Berichten

Belastingplan 2022: de belangrijkste wijzigingen

» Wist je dat wij op zoek zijn naar een nieuwe collega (assistent) accountant? Lees snel verder!

In het Belastingplan 2022 staan dit jaar voornamelijk kleine(re) wijzigingen waarmee het belastingstelsel wordt aangepast. Dit in verband met de demissionaire status van het kabinet. Onderstaand zetten wij de belangrijkste wijzigingen voor u op een rij.

Thuiswerken

Ook na corona zullen er werknemers en werkgevers zijn die afspraken willen maken om deels thuis te blijven werken. Daarom komt er per 1 januari 2022 de mogelijkheid om een onbelaste thuiswerkkostenvergoeding te geven van maximaal € 2 per dag. Dit is gebaseerd op een berekening van het Nibud van de gemiddelde extra kosten per thuisgewerkte dag. Deze vergoeding kan samengaan met een onbelaste reiskostenvergoeding van maximaal

€ 0,19 per kilometer voor de dagen dat de werknemer wel naar kantoor gaat. De vergoeding hoeft ook niet te worden aangepast als incidenteel op een thuiswerkdag toch op kantoor wordt gewerkt, of andersom.

Wonen

De eigenwoningregeling wordt op 3 onderdelen aangepast. Onbedoelde effecten van de wet worden weggenomen, die er bijvoorbeeld waren bij mensen die samen met een partner een woning kopen en daarvoor zelf ook al een koopwoning hadden. Of bij mensen die een koopwoning hebben met een partner die komt te overlijden. Neemt u contact met ons op als u behoefte heeft aan advies over deze bewerkelijke aanpassingen in uw concrete situatie.

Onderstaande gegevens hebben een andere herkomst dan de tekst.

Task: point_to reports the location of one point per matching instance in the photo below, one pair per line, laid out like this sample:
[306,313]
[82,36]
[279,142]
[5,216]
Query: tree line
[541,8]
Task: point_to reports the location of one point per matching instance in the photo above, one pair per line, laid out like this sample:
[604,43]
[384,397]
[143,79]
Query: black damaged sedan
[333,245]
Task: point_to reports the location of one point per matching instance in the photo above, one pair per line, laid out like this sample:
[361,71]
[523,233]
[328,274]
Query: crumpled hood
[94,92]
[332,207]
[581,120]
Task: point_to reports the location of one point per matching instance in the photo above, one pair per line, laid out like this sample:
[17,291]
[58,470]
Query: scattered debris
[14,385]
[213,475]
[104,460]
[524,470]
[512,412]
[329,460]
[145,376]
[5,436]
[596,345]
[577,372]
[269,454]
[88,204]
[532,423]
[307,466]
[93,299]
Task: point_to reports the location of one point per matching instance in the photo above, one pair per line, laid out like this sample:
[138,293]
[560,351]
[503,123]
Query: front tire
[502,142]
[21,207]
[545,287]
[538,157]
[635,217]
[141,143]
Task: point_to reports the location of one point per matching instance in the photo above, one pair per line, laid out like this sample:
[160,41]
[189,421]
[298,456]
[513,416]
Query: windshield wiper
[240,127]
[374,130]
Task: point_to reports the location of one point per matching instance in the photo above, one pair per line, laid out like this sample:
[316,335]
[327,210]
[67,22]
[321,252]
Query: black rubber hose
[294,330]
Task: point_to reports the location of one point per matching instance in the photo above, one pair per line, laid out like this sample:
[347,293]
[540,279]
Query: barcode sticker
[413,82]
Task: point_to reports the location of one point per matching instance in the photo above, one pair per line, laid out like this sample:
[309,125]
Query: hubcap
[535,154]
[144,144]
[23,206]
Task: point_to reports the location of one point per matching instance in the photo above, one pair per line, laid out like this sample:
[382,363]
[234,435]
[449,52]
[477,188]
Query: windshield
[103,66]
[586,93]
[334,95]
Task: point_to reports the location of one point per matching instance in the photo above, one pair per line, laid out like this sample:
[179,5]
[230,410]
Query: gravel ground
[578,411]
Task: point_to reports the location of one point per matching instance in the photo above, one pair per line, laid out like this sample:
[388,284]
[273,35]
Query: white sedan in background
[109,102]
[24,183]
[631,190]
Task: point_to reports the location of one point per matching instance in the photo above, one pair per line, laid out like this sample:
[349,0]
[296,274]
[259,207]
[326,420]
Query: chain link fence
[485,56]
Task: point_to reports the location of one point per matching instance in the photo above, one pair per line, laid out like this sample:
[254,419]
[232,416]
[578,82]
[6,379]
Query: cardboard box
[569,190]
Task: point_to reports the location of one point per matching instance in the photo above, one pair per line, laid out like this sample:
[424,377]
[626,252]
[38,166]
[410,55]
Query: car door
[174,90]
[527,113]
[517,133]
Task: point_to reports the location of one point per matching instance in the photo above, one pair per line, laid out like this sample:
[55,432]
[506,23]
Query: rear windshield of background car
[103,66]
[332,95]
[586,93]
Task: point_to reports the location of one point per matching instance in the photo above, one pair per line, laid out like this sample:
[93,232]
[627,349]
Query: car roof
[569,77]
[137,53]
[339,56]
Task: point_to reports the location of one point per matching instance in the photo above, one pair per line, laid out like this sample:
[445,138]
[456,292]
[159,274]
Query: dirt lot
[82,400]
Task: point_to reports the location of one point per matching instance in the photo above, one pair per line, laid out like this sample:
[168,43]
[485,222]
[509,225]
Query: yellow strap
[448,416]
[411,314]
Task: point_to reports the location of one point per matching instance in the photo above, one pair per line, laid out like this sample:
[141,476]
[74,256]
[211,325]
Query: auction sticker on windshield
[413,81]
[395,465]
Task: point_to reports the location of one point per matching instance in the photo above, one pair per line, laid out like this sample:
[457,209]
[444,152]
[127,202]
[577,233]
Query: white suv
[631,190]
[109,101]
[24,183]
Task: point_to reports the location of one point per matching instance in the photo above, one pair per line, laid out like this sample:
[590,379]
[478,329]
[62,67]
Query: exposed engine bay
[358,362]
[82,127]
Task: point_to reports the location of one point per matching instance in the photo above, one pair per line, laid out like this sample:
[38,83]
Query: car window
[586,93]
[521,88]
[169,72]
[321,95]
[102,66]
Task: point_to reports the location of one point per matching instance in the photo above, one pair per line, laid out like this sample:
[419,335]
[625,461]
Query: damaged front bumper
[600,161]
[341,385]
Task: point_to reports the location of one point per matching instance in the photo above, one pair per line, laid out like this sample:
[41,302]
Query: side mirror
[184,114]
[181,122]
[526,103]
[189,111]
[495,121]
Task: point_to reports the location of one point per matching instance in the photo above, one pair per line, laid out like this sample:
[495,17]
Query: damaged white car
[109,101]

Sinds 1 januari 2021 betalen kopers onder de 35 jaar onder voorwaarden geen overdrachtsbelasting (ovb) bij aankoop van hun eerste woning. Kopers vanaf 35 jaar die de woning zelf gaan bewonen betalen 2%, kopers die er niet zelf gaan wonen betalen 8%. Dit is nu zodanig aangepast dat kopers die door onvoorziene omstandigheden moeten afzien van de koop, na het tekenen van het koopcontract maar vóór de overdracht niet automatisch het 8%-tarief betalen.

Klimaat

De in het Klimaatakkoord afgesproken korting op de bijtelling tot en met 2025 blijft behouden. Wel wordt de zogenoemde ‘cap’ in de bijtelling – de maximumwaarde van de auto waarvoor de bijtellingskorting geldt – eerder verlaagd dan in het Klimaatakkoord is afgesproken. Dit betekent dat de vanaf 1 januari 2022 geldende korting van 6 procent op de bijtelling wordt toegepast op een cap van 35.000 euro en vanaf 2023 op een cap van 30.000 euro. Voor het resterende bedrag boven de cap geldt het normale bijtellingspercentage van 22 procent.

Bedrijven worden extra gestimuleerd om te investeren in innovatieve milieuvriendelijke bedrijfsmiddelen door de steunpercentages van de Milieu-investeringsaftrek (MIA) te verhogen. Bedrijven kunnen hierdoor meer kosten van hun fiscale winst aftrekken. De percentages worden vanaf 1 januari 2022 verhoogd van 13,5%, 27% en 36% naar respectievelijk 27%, 36% en 45%.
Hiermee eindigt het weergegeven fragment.